The theme of planned obsolescence is also raised, with one user arguing that this is a classic example of a company artificially limiting the lifespan of perfectly functional software to drive sales. They express disappointment in this practice and the lack of consideration for users who prefer stability over constant updates.
Some commenters discuss the technical implications, questioning the specific reasons why Office apps wouldn't function on a supported OS. They speculate about potential security concerns or underlying changes in the software architecture that necessitate the change. However, there's a general skepticism towards these explanations, with many believing it's primarily a business decision rather than a technical necessity.
A few users offer practical advice, suggesting alternatives like LibreOffice or using older, perpetual license versions of Microsoft Office. They also discuss the possibility of using virtual machines to run Windows 11 if necessary.
Several comments mention the security implications, with some suggesting that this move might actually improve security by forcing users onto a more modern and regularly updated platform. However, this is countered by others who argue that forced upgrades can disrupt workflows and create vulnerabilities if not handled properly.
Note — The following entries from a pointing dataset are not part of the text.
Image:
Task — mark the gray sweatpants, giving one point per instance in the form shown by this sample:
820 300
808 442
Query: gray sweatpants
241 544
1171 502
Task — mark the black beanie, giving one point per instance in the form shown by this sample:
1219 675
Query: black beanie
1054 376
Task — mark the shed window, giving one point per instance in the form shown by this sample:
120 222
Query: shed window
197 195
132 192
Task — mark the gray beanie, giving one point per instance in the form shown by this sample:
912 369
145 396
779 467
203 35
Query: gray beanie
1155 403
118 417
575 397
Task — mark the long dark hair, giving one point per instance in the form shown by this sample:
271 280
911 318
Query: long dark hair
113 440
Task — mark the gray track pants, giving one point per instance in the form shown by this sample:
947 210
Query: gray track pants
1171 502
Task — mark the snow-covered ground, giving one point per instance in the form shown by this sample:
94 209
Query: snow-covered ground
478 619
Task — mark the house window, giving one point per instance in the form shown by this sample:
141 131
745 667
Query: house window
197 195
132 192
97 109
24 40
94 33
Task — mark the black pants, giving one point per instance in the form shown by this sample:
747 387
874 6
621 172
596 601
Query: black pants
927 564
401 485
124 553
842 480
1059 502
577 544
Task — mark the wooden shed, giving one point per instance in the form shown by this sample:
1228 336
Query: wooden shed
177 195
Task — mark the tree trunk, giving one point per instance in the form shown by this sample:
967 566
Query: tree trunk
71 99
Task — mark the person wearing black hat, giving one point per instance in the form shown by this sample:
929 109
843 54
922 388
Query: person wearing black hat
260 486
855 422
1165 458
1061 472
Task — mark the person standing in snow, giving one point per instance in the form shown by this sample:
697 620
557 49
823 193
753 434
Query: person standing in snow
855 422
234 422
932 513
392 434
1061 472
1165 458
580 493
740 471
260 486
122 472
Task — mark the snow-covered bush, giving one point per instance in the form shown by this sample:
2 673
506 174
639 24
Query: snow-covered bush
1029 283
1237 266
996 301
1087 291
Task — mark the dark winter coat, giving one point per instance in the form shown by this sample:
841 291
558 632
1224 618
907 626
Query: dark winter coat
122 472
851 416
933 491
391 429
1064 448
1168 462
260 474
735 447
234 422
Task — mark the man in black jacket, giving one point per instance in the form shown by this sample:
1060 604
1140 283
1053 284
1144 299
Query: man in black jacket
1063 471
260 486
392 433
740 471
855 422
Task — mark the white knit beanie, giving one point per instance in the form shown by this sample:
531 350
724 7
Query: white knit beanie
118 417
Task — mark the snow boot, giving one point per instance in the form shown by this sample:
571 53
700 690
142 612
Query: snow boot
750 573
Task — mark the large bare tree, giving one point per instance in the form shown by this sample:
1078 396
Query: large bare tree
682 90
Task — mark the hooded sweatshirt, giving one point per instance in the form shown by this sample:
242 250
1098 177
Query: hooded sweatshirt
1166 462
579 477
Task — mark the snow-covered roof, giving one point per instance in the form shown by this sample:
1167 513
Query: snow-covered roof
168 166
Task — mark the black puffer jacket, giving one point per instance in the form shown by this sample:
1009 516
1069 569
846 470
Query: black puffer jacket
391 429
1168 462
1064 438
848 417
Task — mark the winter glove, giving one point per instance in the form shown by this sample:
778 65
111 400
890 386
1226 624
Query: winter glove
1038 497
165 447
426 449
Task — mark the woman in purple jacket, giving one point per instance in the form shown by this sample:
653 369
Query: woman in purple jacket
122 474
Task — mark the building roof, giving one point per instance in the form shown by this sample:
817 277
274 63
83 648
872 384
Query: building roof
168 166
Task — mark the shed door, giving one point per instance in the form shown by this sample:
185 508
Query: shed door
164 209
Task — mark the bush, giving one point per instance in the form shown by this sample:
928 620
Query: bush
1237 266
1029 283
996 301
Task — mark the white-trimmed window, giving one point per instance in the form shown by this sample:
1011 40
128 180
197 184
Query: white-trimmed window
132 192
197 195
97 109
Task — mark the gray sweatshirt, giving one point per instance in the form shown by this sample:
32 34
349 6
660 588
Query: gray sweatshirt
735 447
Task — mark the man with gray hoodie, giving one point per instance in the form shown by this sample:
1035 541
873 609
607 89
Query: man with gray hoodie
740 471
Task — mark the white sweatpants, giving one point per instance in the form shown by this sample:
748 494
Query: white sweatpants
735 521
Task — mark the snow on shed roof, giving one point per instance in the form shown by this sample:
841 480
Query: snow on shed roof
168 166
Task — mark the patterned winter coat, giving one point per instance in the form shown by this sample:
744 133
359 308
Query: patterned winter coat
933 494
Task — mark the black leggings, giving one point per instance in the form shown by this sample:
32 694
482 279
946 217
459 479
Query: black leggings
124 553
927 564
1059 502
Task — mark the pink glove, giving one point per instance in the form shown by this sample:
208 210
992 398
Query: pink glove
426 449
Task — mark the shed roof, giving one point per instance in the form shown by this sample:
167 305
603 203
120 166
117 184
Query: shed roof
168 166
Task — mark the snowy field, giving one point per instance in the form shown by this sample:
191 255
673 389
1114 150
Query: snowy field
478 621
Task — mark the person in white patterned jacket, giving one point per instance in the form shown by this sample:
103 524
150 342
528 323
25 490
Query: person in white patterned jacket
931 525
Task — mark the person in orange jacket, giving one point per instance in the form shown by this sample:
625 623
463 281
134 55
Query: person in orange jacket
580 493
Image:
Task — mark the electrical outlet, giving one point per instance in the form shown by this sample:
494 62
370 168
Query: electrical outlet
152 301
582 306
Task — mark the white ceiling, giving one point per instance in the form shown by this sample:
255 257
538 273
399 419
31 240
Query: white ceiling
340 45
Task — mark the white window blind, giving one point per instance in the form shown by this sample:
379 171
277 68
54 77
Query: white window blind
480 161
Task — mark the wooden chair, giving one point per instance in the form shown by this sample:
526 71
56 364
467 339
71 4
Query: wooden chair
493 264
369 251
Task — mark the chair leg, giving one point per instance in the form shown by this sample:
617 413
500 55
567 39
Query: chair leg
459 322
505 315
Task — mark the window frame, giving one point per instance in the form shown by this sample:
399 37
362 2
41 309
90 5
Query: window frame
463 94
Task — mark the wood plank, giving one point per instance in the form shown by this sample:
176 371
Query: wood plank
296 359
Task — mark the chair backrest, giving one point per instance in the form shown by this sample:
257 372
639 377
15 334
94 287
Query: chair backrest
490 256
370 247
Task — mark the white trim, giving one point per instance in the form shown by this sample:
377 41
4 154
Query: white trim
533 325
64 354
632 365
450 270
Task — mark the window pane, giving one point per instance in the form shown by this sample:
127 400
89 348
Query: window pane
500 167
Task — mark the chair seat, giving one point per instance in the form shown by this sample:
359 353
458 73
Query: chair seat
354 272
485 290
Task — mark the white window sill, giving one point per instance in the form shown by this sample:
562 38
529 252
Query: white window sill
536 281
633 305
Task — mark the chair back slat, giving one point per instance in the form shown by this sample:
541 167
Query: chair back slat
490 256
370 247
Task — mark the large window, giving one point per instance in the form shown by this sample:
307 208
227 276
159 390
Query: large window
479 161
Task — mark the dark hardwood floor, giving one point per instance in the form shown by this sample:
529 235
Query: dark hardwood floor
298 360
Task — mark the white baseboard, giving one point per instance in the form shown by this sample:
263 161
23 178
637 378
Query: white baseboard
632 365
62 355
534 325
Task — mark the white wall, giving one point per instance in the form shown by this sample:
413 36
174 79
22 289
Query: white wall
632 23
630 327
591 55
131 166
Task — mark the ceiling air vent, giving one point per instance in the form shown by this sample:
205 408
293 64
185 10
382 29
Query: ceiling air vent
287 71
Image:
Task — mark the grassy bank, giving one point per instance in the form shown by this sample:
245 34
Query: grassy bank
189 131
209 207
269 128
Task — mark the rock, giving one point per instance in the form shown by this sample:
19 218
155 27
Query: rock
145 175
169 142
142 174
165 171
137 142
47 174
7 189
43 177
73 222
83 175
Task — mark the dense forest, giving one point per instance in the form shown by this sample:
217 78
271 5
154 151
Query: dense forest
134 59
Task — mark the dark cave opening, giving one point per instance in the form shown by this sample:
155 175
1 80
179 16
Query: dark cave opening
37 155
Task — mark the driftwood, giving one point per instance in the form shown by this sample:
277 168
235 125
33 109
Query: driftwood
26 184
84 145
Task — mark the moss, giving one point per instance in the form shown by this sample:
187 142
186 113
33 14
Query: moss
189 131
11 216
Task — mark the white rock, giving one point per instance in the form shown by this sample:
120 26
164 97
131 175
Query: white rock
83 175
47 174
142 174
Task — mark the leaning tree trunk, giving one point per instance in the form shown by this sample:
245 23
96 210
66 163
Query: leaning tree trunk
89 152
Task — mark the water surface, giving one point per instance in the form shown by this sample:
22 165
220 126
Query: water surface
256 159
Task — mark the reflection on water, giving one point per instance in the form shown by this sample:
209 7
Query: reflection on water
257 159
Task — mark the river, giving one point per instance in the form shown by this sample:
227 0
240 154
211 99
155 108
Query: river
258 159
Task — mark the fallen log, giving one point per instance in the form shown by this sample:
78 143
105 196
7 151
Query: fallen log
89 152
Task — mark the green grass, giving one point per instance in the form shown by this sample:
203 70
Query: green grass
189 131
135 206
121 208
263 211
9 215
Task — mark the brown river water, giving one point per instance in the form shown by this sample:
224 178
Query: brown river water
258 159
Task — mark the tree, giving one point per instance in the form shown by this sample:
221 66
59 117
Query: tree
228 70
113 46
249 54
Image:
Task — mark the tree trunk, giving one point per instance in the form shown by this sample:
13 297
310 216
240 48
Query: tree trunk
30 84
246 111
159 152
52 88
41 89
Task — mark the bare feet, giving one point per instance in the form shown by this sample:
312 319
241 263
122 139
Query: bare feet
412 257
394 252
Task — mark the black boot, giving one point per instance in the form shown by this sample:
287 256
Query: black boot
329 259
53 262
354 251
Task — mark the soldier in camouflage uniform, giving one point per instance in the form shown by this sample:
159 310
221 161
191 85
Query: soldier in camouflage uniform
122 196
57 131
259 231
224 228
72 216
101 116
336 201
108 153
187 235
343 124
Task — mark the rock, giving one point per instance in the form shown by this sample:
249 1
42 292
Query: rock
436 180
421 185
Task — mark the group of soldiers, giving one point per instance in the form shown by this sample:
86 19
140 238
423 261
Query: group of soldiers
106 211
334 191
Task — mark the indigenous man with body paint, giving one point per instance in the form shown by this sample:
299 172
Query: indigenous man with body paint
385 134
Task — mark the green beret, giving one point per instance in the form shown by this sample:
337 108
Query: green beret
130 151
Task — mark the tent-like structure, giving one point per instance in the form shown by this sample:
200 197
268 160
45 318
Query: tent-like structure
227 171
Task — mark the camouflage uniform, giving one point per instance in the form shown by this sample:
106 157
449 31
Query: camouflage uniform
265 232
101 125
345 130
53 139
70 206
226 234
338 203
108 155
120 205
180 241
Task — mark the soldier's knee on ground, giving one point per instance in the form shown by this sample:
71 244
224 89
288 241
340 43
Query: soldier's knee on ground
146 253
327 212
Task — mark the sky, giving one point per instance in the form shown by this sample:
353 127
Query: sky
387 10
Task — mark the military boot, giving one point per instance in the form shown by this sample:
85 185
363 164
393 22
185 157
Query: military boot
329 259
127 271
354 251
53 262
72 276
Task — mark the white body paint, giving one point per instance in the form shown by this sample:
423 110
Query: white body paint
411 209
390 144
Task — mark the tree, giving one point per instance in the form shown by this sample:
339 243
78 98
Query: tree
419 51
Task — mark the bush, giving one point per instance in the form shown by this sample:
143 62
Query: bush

Overall, the comments reflect a general sentiment of frustration and skepticism towards Microsoft's decision. Many users perceive it as a manipulative tactic to drive revenue and force upgrades, rather than a move based on genuine technical necessity or user benefit. The discussion highlights the ongoing tension between software companies' desire for continuous updates and users' preference for stability and control over their systems.